There is no question that the Cleveland Indians alienated their fans for the past several seasons.

After the 2007 season in which they missed the World Series by just one game, they acted like someone was going to tell them it was their turn to win someday, so they could be inactive.

They traded two Cy Young Award winners in C.C. Sabathia and Cliff Lee, and traded a professional hitter who said he wanted to stay here in Victor Martinez.  All three were gone by the time the 2009 season ended.

Later, after a 2011 season is which they were surprisingly in contention until Labor Day, when the Detroit Tigers finally got hot and ran away, they were inert in the off-season following, setting up a 2012 campaign where they were depending on players like Shelley Duncan, Casey Kotchman, and Derek Lowe.

To be fair, they did deal two top pitching prospects for Ubaldo Jimenez at the deadline in ’11, but that move hasn’t worked out the way GM Chris Antonetti wanted.  The fact it hasn’t worked out for Colorado is of little consolation.

However, last winter, the ownership seemed to get the message that the fan base was unhappy with the way things were being run.  After Travis Hafner’s large deal finally ended, the front office went out and signed Nick Swisher and Michael Bourn to multi-year contracts.

Unfortunately, the people who buy tickets seem to be holding a grudge because the Tribe ranks last in the American League in attendance.

While many fans obviously have a wait and see attitude regarding this team, it is a better team and while they struggled mightily at the beginning of June, they have ripped off eight wins in the last 12 games and currently sit just four games behind the mighty Tigers in the AL Central.
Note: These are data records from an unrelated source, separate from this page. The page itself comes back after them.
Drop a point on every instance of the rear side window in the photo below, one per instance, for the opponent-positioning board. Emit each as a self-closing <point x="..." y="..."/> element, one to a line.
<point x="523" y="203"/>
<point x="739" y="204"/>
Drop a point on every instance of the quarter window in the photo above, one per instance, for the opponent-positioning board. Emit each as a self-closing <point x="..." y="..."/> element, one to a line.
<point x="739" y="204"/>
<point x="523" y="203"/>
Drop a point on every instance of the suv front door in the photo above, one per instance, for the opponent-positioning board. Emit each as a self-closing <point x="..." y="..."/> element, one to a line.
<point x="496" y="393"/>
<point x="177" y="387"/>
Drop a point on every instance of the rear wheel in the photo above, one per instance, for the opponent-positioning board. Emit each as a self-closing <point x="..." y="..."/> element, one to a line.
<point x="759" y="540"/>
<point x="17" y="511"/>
And they are very good at home.

Whether or not the Indians can make the playoffs isn’t the issue because the American League is very strong.  Heck, all five teams in the AL East are above the .500 mark.

We said at the beginning of the season that 13 of the 15 teams in the AL had legitimate chances to get to the post-season, and yes, the Tribe was one of those teams.

So where are the fans?

This is a city with blind loyalty to the Browns, a team with two winning seasons since 1999.  In that same time period, the Indians have had five such seasons, making the playoffs three times.

We checked the prices for the next home series for the Tribe when they come home from this trip to Baltimore, Chicago, and Kansas City.  They take on the Tigers on July 5th, 6th, and 7th.

Seats in the upper deck and the bleachers are being sold for $23.60 apiece for the Friday night game.  Meaning it costs almost $100.00 for a family of four to attend.

In order to sit behind home plate, it will cost you $80.00 for a single seat.

If the Indians want families to go to the games, they are making it tough, particularly when the fortunes of the team have soured a lot of baseball fans in Cleveland.

The Tribe did the right thing in lowering the cost of concessions in the off-season, but it doesn’t do much good if they don’t get people to make the trip to Progressive Field.

Perhaps it is time to look at the ticket prices as well.  Lower them so people will want to see what the new Indians are all about.

The prices might be lower than many franchises, but apparently they are still too high for the fan base. 

Whatever the reason, the front office needs to look at why fans aren’t clicking the turnstiles.